Mol Nutr Food Res. , 2021., https://doi.org/10.1002/mnfr.202001004

The FADS1 Genotype Modifies Metabolic Responses to the Linoleic Acid and Alpha‐linolenic Acid Containing Plant Oils – Genotype Based Randomized Trial FADSDIET2.

Lankinen, MA de Mello, VD Meuronen, T et al.

Abstract

Scope: We investigated the FADS1 rs174550 genotype interaction with dietary intakes of high linoleic acid (LA) and high alpha‐linolenic acid (ALA) on the response of fatty acid composition of plasma phospholipids (PLs), and markers of low‐grade inflammation and glucose‐insulin homeostasis. Methods and Results: One‐hundred thirty homozygotes men for FADS1 rs174550 SNP (TT and CC genotypes) were randomized to an 8‐week intervention with either LA‐ or ALA‐enriched diet (13 E% PUFA). The source of LA and ALA were 30–50 ml of sunflower oil (SFO, 62–63 % LA) and Camelina sativa oil (CSO, 30–35 % ALA), respectively. In the SFO arm, there was a significant genotype x diet interaction for the proportion of arachidonic acid in plasma phospholipids (p<0.001), disposition index (DI30) (p = 0.039), and for serum high‐sensitive c‐reactive protein (hs‐CRP, p = 0.029) after excluding the participants with hs‐CRP concentration of >10 mg/l and users of statins or anti‐inflammatory therapy. In the CSO arm, there were significant genotype x diet interactions for n‐3 polyunsaturated fatty acids, but not for the clinical characteristics. Conclusions: The FADS1 genotype modifies the response to high PUFA diets, especially to high‐LA diet. These findings suggest that approaches considering FADS variation might be useful in personalized dietary counseling.

Key Points

Proportions of PUFAs in plasma lipids and erythrocyte membranes are used as biomarkers of dietary intake of PUFAs, but fatty acid (FA) composition is also partly determined by genetic variants of the FA desaturase (FADS) gene cluster in chromosome11. Human FADS1 and FADS2 genes encode delta-5- and delta-6-desaturases (respectively), which catalyze key steps in the n-3 and n-6 lipid biosynthesis pathways. The frequencies of FADS cluster variants differ among global populations [12-15], which indicates the need for personalized and population-based approaches considering FADS genetic variation when investigating the effects of PUFA rich foods or supplements. In the current FADSDIET2 study, we aimed to investigate the interaction between FADS1 rs174550 genotypes and high dietary intakes of LA and ALA on the response of fatty acid composition of plasma PLs, and glucose-insulin homeostasis in more detail by performing an oral glucose tolerance test (OGTT). The current study,  investigated both n-3 and n-6 PUFAs and included an n-6 arm with a LA enriched diet and an n-3 arm with an ALA enriched diet. Furthermore, the study replicated previous findings regarding the FADS1 rs174550 genotypes x high-LA diet interaction effects on low-grade inflammation estimated by hs-CRP.

In this randomized controlled clinical trial, genotype x diet interactions modifying proportions of circulating PUFAs in response to an 8-week high-LA SFO and high ALA CSO diets in participants with different FADS1 rs174550 genotypes (TT or CC) were found. It is well known that this genotype modifies proportions of PUFAs in plasma lipids in cross-sectional studies. The response to high-PUFA diets was modified by the genotype. That is worth of noting in future clinical trials investigating the health effects of plant- based sources of dietary PUFAs or supplements. Furthermore, a significant genotype x diet interaction for DI30, an estimate measure of β-cell function adjusted for insulin sensitivity, which has shown to be predictive for development of diabetes was found.

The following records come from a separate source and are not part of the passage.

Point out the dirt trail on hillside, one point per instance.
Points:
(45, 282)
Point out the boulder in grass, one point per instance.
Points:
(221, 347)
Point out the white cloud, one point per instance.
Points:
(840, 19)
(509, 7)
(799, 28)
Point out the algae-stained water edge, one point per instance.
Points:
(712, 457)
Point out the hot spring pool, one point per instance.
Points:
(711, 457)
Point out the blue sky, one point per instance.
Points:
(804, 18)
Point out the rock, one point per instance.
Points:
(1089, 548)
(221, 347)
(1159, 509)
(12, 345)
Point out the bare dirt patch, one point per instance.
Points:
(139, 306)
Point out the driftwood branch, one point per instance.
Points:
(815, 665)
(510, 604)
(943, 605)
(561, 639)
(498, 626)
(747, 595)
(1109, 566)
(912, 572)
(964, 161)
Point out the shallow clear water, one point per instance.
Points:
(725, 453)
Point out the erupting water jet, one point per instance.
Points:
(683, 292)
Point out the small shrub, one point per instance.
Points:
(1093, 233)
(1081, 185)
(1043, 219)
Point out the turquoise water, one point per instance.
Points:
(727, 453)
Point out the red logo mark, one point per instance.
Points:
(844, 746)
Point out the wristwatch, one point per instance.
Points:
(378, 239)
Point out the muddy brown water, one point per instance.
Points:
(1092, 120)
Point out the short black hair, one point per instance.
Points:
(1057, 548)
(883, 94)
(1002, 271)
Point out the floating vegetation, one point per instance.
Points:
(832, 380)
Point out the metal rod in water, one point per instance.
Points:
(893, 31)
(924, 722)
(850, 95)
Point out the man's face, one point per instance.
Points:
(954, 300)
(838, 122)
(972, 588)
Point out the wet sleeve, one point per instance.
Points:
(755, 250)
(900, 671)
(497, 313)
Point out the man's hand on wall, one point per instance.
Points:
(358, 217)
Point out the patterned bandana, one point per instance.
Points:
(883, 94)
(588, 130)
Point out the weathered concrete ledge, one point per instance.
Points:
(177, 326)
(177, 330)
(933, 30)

In the CSO arm, EPA and DPA plasma proportions were significantly increased only in the carriers of the TT genotype. These results are in line with earlier findings showing lower plasma proportions of EPA after a diet enriched in flaxseed oil on minor allele homozygotes for FADS1 and FADS2. Significant changes in PUFA pattern in this study might be related to low baseline dietary LA:ALA ratio of our participants. At baseline, the dietary intakes of LA and ALA were around 10 and 2.5 grams per day, respectively, resulting in a LA:ALA ratio of 4:1, which is low compared with the ratio e.g. in the U.S., where LA:ALA ratios of > 10:1 have been reported.

The study clearly confirms that genotype x diet interaction exists in the context of PUFA metabolism. Since circulating PUFAs have been strongly associated with e.g. risk of cardiovascular diseases and T2D this interaction might be important to consider when searching for the most optimal prevention strategies for the burden of these diseases. Besides of proportions of circulating PUFAs, the effect of genotype was reflected in serum hs-CRP and insulin secretion on 8-week SFO diet.